I head up the stairs, seeing their wedding pictures broken on the floor of

the hallway, as well as the destruction I wreaked before I ran out. I find my

mother in her closet, gowns, shoes, and blouses strewn everywhere as she

leans back against the dresser in the center of the room, holding a large bottle

of Evian between her bent legs.

She meets my eyes, and I’m stricken for a moment.

She looks like me.

Uncertain. Deflated. Too many feelings and no way to put them into

words.

Young.

She wears a pair of cream-colored silk boxers with a white cashmere

sweater, her hair a mess and black around her eyes from crying.

Not the usual masterpiece she’s been the past few years.

She holds up the nearly empty Evian bottle, and I notice another, drained

and laying among the clothes. “I thought champagne would be the answer,

but…”

“‘Carbs are never the answer,’” I recite our motto.

I walk over and slide down to sit beside her, my back against the dresser.

“I’m still deciding,” she sighs. “So stand by.” And then she downs the

rest of the bottle.

I stare at her, wondering if she ever had any idea this day was possible.

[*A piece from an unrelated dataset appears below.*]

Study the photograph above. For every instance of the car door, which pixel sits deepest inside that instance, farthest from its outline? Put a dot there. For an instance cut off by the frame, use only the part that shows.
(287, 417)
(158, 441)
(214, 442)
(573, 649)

When she bought her wedding dress, or when they bought this house, did she

know there was no guarantee? That someday she’d end a pregnancy, because

she couldn’t stand to raise another child and love something so hard and

possibly lose it? That her husband would give up, his heartbreak making him

hurt us when hers just made her hurt herself?

She gazes off. “I don’t know how she did it, Clay,” she tells me. “For

years, I’ve been trying to crack your grandmother’s secret.”

I listen.

“I mean, I would wake up the day after Thanksgiving when I was little,”

she continues, “and the house would be completely decorated for Christmas

already. I would go to sleep on New Year’s Day and wake up with it all gone

again.” She smiles to herself. “It was like magic, how she got things done, as

if she had a wand and never needed to sleep.”